Bangalore-based Infosys, once seen as the bellwether of India's about $150 billion IT services industry, has in recent years struggled to innovate and retain market share due to a staff exodus that impacted its ability to win lucrative deals.
Under Chief Executive Vishal Sikka, the company has been making big bets on automation and other new technology like artificial intelligence and cloud-based services to regain some lost ground from rivals.
For the year ending March 2016, Infosys said it expects revenue growth of 10 per cent to 12 per cent. Revenue grew 6.4 per cent in the last fiscal year to Rs 533.19 billion ($8.39 billion).
Pricing continues to be under pressure due to increasing commoditization in the traditional outsourcing business, requiring the company to ramp up productivity through automation, Chief Operating Officer UB Pravin Rao said in a statement.
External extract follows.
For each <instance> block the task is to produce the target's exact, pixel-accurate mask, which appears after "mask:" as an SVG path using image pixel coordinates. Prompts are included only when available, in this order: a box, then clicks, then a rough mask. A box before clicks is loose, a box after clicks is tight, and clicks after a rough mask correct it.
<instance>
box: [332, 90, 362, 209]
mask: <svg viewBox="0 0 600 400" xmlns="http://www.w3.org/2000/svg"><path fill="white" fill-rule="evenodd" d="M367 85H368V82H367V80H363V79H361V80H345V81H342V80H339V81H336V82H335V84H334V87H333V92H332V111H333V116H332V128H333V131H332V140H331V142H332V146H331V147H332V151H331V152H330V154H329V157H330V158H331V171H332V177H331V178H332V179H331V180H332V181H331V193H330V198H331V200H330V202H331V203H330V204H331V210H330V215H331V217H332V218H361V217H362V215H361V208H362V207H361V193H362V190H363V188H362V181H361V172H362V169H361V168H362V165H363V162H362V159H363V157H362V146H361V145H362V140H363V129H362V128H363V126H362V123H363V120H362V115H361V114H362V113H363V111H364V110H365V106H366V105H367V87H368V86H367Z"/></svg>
Infosys, which provides IT services to clients like Apple, Volkswagen AG and Wal-Mart Stores, also said fourth-quarter net profit reached 30.97 billion rupees, from Rs 29.92 billion a year earlier.
Analysts, on average, were expecting it to make Rs 31.86 billion, according to Thomson Reuters data.
Revenue, two-thirds of which comes from clients in the United States and Europe, rose 4.2 per cent in the quarter to Rs 134.11 billion, as the company added 52 new clients.
Shares of Infosys fell more than 5 per cent after the earnings release.
Last week, bigger rival Tata Consultancy Services posted weak revenue numbers, worrying money managers that the slowdown seen by India's largest software services exporter could be an indicator of an industry-wide trend.
Researcher Gartner earlier this month said worldwide IT spending was set to fall 1.3 per cent from last year to $3.66 trillion in 2015, blaming the slowdown mainly on the rising US dollar.